Jokowi Klaim Serius Selesaikan Pelanggaran HAM Berat Masa Lalu, Koalisi Masyarakat Sipil: Kepura-puraan Semata

  • Bagikan
Presiden Jokowi

FAJAR.CO.ID, JAKARTA--Pidato Presiden Joko WIdodo (Jokowi) yang menyinggung penyelesaian pelanggaran HAM berat masa lalu saat menghadiri rapat Rancangan Undang-Undang (RUU) tentang Anggaran Pendapatan Belanja Negara (APBN) 2023, dikecam Koalisi Masyarakat Sipil.

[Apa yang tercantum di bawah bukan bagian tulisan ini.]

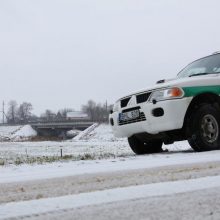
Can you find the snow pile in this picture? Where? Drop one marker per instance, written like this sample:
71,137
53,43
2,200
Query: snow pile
84,135
25,132
7,131
72,133
98,133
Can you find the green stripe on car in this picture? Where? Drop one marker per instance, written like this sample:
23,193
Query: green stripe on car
196,90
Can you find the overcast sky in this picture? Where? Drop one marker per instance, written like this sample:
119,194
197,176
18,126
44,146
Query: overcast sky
58,54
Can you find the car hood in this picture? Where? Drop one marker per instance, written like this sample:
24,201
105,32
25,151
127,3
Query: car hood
181,82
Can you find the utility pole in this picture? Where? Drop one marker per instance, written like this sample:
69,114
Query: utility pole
3,112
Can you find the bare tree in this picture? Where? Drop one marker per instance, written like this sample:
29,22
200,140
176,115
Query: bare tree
24,111
12,112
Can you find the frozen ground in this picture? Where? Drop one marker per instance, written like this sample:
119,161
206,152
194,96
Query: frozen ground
98,144
103,179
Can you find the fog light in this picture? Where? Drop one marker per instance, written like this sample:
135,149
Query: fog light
111,121
157,112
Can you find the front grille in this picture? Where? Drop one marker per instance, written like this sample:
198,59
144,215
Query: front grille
124,102
141,118
142,97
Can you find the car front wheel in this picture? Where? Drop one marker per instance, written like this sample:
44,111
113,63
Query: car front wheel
205,129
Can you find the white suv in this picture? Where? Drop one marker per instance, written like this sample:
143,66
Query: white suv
184,108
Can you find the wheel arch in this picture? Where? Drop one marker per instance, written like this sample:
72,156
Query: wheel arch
198,100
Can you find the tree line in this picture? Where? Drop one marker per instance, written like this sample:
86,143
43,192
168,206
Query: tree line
22,113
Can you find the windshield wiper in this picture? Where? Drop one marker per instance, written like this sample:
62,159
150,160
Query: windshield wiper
201,74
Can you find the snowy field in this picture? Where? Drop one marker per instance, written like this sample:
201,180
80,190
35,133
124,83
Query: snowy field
98,143
99,177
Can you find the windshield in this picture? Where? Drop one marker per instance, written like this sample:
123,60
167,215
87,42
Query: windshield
207,65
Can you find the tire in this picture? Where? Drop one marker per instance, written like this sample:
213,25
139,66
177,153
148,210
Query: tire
205,128
140,147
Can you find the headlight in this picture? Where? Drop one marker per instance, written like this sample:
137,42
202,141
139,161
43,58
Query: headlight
171,93
116,107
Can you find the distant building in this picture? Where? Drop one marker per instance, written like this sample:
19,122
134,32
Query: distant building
77,115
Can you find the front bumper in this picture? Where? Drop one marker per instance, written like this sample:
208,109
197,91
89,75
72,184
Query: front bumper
172,119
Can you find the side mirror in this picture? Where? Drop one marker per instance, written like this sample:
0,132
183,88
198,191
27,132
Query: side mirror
160,81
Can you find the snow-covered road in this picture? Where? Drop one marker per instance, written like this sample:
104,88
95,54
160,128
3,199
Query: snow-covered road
61,189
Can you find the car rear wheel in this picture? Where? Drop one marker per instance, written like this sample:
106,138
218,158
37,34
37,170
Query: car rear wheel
205,129
144,147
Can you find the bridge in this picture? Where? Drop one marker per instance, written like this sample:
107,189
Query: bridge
57,128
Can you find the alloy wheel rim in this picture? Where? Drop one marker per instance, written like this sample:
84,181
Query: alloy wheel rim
209,128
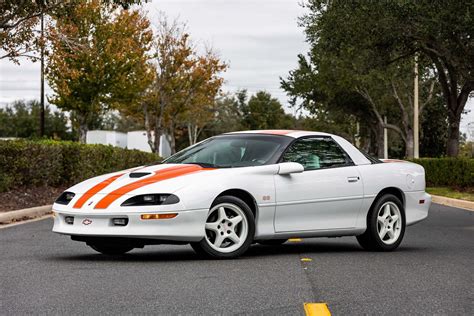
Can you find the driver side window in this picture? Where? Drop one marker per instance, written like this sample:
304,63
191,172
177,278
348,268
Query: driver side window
317,153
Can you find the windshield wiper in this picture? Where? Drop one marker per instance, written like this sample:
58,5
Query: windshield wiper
207,165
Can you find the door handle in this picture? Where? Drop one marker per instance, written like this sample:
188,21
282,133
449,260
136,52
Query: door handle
353,179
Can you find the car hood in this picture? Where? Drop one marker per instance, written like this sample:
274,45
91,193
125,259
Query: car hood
108,190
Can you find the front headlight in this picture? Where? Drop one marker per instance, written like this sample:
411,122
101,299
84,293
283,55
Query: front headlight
65,198
151,199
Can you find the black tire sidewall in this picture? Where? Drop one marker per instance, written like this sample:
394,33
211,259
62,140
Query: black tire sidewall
203,247
372,223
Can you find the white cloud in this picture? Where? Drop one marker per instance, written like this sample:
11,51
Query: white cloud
259,38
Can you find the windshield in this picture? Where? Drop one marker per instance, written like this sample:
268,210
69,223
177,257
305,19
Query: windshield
229,151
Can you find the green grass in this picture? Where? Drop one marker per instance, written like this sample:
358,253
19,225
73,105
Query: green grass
465,194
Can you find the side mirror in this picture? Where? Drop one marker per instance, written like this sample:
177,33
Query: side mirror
290,167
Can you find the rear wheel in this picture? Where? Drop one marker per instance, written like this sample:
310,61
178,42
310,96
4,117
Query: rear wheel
112,250
230,228
272,242
385,225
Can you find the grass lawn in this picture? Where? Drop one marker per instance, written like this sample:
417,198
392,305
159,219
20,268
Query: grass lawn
466,194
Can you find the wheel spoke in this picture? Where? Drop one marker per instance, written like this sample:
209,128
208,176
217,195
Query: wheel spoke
233,236
235,220
386,210
222,214
219,240
381,220
212,226
390,233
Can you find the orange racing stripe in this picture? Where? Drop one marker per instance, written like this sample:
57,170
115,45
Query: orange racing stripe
96,188
276,131
160,175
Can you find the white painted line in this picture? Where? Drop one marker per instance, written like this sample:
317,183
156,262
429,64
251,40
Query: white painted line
26,221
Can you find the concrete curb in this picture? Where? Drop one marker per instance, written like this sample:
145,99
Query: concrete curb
467,205
25,213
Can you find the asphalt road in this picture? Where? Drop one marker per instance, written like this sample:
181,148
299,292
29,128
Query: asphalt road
431,273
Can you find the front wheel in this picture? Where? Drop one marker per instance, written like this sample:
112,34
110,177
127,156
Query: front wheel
230,228
385,225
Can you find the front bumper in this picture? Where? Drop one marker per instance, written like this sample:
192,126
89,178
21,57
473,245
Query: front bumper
186,226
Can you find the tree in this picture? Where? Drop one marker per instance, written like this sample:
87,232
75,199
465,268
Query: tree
19,20
398,30
202,100
184,88
264,112
19,119
99,60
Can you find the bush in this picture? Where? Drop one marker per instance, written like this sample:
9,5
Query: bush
453,172
54,163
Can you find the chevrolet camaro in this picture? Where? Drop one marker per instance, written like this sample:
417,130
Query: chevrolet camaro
232,190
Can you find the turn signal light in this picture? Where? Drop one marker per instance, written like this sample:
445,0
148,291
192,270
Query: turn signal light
159,216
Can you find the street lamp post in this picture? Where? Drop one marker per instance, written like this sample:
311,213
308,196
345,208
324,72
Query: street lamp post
416,141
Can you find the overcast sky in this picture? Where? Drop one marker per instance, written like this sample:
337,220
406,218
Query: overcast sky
259,39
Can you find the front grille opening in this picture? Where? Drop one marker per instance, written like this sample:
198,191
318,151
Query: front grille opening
69,220
120,221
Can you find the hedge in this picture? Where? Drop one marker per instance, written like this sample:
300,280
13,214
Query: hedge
60,163
452,172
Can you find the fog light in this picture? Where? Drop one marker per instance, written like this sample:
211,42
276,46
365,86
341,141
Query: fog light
120,221
159,216
69,220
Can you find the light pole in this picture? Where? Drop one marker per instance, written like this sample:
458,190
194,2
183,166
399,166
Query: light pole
42,77
385,139
416,141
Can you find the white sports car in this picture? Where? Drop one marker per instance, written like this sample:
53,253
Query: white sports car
229,191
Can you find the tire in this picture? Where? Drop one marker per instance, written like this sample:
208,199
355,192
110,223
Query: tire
232,220
111,250
272,242
385,225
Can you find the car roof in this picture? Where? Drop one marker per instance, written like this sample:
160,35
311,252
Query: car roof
285,132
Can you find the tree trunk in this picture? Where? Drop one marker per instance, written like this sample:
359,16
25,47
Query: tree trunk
82,128
379,140
452,146
148,129
409,145
172,138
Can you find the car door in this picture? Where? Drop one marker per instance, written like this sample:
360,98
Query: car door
326,196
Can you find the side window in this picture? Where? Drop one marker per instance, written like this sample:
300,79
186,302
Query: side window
317,153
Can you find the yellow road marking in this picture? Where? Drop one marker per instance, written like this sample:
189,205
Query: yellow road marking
294,239
316,309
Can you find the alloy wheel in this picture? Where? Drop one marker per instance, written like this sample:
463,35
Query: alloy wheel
226,227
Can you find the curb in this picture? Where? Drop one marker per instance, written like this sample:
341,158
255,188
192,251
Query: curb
467,205
24,213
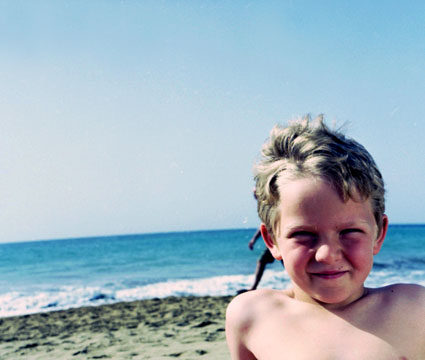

“Penyelesaian pelanggaran HAM berat masa lalu, juga terus menjadi perhatian serius Pemerintah. RUU Komisi Kebenaran dan Rekonsiliasi sedang dalam proses pembahasan. Tindak lanjut atas temuan Komnas HAM masih terus berjalan. Keppres Pembentukan Tim Penyelesaian Non-Yudisial Pelanggaran HAM Berat Masa Lalu telah saya tanda tangani,” klaim Jokowi, saat menyampaikan pidato kenegaraannya di Senayan, Jakarta, (16/8/2022).

Menanggapi hal itu, Koalisi Masyarakat Sipil menanggapi klaim tersebut dengan mengeluarkan siaran pers.

“Koalisi Masyarakat Sipil menilai, petikan pidato kenegaraan Presiden Joko Widodo di DPR RI pada 16 Agustus 2022 sebagai bentuk klaim yang keliru dan bertolak belakang dengan realita kondisi penyelesaian pelanggaran HAM berat masa lalu di Indonesia,” bantahnya.

Alasannya, menurut Koalisi Masyarakat Sipil, setelah hampir delapan tahun era pemerintahan Presiden Jokowi, kondisi penyelesaian beban Bangsa Indonesia ini justru mengalami kemunduran.

“Pilihan mengangkat para penjahat HAM menjadi pejabat, hingga kebijakan-kebijakan yang tidak sesuai ketentuan hukum dan berperspektif terhadap korban dan publik bisa kita jadikan bukti-bukti yang mengingkari janji Presiden Jokowi sendiri.”

Kemunduran ini kata Koalisi Masyarakat Sipil, membuktikan bahwa dirinya (Jokowi) memang tidak memiliki political will (kehendak politik) untuk menuntaskan Pelanggaran HAM Berat masa lalu.